Interview: Uli M. Schüppel über Berlin
Uli M. Schüppel ist in Berlin aufgewachsen. Nach der Wende zog er aus dem Stadtteil Kreuzberg nach Ostberlin. Der Filmemacher hat sich in seinen Werken immer wieder Menschen und Plätzen seiner Stadt genähert. In unserem Gespräch erzählt er von seiner neuen Dokumentation "Neubauten zu Elektrokohle - Von Wegen" und natürlich über Vergangenheit und Gegenwart der deutschen Hauptstadt.
erschienen am 28. 05. 2009
Neue Visionen
Neubauten zu Elektrokohle - Von Wegen
Ricore: Wie haben Sie die damaligen Konzertbesucher gefunden?

Uli M. Schüppel: Wir haben normal recherchiert, so wie man es für einen Dokumentarfilm macht.

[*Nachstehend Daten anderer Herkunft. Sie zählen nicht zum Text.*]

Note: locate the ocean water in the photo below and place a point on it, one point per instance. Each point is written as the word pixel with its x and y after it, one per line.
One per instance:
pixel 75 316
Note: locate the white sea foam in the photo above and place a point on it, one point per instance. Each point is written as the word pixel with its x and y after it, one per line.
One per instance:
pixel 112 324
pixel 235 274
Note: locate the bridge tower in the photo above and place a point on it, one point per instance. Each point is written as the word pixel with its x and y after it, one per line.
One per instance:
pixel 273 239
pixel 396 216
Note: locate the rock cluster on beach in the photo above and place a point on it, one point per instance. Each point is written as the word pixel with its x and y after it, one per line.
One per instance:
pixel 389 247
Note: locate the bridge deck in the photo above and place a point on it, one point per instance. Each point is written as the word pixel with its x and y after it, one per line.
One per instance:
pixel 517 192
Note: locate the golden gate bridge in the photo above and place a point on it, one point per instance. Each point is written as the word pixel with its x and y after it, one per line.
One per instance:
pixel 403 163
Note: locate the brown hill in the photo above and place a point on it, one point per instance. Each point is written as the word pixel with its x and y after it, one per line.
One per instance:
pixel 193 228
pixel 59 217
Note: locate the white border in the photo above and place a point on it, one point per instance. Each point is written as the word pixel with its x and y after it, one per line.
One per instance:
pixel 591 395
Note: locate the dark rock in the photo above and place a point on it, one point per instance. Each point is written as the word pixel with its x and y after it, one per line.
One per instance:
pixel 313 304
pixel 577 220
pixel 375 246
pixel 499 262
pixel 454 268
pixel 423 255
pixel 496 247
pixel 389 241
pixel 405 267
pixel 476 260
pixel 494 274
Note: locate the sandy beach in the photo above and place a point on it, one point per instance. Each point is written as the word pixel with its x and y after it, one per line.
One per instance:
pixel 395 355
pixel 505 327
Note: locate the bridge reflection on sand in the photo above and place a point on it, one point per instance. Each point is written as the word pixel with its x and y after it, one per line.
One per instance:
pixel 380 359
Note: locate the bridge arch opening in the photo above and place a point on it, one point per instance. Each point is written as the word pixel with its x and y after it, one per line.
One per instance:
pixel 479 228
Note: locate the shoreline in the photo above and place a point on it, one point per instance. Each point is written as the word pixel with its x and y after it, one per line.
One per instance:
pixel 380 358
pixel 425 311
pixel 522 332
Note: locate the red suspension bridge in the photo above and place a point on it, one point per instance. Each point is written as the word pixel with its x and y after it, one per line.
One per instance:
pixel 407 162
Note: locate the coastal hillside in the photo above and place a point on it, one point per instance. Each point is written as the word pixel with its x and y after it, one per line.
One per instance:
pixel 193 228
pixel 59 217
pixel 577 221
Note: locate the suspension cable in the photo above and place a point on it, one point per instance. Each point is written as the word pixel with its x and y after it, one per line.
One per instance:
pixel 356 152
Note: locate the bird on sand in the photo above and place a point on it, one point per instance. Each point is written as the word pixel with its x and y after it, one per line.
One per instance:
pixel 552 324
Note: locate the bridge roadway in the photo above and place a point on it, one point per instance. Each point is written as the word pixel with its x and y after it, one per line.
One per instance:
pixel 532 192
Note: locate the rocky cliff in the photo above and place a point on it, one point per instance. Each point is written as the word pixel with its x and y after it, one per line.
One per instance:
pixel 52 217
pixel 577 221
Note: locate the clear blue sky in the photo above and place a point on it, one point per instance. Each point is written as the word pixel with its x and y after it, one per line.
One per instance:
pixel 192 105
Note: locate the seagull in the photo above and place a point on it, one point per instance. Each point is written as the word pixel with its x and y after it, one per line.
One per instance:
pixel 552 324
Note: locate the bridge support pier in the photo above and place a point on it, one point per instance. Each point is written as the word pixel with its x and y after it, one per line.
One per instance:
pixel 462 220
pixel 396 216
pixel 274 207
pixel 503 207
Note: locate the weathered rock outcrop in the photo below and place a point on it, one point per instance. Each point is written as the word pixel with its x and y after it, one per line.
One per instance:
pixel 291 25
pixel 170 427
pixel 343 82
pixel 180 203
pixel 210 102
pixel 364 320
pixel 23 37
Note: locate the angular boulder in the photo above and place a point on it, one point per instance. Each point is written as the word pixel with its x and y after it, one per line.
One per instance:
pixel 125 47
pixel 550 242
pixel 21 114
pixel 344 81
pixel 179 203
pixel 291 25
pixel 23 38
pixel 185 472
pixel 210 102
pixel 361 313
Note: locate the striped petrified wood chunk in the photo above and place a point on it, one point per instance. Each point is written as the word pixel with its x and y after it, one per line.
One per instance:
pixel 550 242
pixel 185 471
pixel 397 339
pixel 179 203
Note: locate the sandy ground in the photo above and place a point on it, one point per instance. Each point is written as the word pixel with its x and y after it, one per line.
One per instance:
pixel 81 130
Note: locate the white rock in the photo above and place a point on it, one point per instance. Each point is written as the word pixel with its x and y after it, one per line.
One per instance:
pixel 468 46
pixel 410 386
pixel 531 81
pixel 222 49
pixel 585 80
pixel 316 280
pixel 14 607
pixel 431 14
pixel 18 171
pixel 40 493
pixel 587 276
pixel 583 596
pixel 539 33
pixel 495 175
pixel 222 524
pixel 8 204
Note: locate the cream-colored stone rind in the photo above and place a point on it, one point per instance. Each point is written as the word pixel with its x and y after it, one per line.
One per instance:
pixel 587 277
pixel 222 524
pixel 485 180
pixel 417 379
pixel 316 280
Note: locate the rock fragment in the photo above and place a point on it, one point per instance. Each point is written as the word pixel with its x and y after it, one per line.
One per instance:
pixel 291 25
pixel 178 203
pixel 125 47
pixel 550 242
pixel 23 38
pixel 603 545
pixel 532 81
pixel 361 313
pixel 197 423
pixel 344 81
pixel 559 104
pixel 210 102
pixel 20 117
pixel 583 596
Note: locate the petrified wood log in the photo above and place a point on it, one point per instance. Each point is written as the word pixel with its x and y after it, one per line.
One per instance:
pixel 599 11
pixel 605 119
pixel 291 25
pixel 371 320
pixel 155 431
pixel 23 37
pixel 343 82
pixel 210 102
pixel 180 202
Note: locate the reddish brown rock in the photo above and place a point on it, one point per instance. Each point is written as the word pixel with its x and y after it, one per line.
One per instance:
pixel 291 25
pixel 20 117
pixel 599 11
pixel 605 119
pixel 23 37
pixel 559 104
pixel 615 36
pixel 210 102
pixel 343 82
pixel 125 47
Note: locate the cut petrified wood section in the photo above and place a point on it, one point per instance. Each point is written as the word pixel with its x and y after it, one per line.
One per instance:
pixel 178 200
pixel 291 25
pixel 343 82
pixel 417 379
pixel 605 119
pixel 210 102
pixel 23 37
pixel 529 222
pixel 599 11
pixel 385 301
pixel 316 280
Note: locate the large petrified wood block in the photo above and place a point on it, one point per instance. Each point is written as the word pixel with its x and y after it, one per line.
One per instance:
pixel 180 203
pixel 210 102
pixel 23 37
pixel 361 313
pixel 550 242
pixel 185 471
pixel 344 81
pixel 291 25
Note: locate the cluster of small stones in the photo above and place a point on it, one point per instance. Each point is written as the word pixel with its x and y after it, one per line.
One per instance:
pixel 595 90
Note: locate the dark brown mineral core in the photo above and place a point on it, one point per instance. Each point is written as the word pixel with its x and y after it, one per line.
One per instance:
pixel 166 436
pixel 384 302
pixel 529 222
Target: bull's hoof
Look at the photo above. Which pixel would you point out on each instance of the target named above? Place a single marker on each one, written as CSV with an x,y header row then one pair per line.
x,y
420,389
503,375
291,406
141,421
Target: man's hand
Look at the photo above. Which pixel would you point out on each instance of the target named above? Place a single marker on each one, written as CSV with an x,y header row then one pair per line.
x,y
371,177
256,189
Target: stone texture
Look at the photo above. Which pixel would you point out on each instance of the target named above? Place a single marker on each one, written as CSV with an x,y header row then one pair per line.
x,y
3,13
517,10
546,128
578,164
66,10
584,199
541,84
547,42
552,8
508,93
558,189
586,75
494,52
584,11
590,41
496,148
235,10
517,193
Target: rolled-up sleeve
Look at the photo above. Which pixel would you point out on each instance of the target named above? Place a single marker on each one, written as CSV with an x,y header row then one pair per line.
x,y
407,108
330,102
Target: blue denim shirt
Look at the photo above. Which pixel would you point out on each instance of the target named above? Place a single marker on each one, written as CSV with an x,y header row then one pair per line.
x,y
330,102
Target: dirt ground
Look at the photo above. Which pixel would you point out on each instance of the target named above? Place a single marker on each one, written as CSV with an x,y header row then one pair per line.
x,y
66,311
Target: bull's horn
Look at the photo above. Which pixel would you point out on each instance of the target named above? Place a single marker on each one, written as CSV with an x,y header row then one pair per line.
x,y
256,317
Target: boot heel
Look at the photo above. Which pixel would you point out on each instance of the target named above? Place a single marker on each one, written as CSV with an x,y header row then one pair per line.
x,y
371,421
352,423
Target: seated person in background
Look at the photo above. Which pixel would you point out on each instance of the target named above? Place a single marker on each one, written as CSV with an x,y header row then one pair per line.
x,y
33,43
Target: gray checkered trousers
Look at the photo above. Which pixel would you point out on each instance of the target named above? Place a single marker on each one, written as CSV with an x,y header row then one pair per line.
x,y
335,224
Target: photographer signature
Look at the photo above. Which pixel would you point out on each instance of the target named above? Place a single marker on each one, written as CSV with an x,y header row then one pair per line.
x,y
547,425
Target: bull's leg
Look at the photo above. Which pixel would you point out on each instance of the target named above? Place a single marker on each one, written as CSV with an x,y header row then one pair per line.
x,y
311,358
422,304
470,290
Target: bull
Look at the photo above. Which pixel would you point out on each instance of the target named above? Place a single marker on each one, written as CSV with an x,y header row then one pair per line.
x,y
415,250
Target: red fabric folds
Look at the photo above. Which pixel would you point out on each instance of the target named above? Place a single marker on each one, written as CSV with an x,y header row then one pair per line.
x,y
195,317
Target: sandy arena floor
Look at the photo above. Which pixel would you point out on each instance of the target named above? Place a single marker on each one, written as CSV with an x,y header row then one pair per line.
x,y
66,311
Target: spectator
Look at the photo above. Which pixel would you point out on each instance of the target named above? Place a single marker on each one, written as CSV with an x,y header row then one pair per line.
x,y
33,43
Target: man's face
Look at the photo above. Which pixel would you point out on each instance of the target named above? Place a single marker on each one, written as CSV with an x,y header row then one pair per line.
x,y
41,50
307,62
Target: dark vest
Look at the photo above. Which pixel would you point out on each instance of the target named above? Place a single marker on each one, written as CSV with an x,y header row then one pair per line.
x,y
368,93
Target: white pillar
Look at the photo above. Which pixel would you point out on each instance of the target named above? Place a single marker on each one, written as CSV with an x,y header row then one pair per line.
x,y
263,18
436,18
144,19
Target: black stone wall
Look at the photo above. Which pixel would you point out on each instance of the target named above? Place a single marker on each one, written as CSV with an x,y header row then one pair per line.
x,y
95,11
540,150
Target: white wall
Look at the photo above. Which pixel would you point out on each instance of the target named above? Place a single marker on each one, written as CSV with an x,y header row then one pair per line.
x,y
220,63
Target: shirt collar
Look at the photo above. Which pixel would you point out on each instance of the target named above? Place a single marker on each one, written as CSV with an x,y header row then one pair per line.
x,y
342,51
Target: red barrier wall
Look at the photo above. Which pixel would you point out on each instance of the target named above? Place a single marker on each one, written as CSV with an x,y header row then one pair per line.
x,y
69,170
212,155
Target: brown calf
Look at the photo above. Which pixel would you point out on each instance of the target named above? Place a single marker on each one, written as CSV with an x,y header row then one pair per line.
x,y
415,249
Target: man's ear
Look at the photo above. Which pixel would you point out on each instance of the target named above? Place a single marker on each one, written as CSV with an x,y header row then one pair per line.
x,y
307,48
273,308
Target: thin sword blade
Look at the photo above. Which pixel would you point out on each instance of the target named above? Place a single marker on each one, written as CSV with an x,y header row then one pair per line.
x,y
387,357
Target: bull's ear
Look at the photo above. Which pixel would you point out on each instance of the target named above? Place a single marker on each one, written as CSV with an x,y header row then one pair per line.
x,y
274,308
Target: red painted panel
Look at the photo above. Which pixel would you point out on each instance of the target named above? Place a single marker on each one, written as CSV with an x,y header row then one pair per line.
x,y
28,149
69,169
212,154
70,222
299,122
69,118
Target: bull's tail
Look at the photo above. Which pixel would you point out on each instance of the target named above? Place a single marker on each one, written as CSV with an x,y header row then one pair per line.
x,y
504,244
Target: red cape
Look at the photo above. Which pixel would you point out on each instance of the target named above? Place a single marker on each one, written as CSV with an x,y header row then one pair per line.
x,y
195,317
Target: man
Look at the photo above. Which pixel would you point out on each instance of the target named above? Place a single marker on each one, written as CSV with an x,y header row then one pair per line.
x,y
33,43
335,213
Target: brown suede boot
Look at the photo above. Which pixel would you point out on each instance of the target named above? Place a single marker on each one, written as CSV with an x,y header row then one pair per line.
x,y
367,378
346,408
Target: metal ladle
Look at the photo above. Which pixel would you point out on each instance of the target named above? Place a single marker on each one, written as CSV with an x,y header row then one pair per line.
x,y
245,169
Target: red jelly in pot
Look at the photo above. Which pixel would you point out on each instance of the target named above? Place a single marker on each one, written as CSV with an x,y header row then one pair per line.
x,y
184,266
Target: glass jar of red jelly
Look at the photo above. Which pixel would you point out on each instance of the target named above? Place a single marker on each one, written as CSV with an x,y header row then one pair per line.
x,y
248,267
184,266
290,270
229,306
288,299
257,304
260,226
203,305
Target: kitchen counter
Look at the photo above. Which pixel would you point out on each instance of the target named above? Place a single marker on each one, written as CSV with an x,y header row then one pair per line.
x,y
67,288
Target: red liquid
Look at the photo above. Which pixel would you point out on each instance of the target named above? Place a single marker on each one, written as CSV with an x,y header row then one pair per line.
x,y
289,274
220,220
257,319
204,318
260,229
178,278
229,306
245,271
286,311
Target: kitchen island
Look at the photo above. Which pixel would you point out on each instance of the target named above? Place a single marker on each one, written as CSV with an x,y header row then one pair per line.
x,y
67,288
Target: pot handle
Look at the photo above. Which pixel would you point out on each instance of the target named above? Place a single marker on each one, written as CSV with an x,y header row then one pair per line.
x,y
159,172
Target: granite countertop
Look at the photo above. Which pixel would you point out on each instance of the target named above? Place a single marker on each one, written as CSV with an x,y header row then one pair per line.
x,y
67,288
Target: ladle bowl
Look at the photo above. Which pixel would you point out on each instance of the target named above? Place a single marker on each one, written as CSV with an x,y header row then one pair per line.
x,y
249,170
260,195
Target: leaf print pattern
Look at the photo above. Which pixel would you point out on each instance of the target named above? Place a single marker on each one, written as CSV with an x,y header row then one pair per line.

Wir haben in lokalen Zeitungen, hauptsächlich in Ostberliner Zeitungen inseriert. Radiostationen haben das Gesuch gesendet, wir haben unsere Nachricht im Internet verbreitet. Die Unterstützer der Neubauten sind sehr gut vernetzt, wir konnten uns dann letztlich raussuchen, wen wir einspannen.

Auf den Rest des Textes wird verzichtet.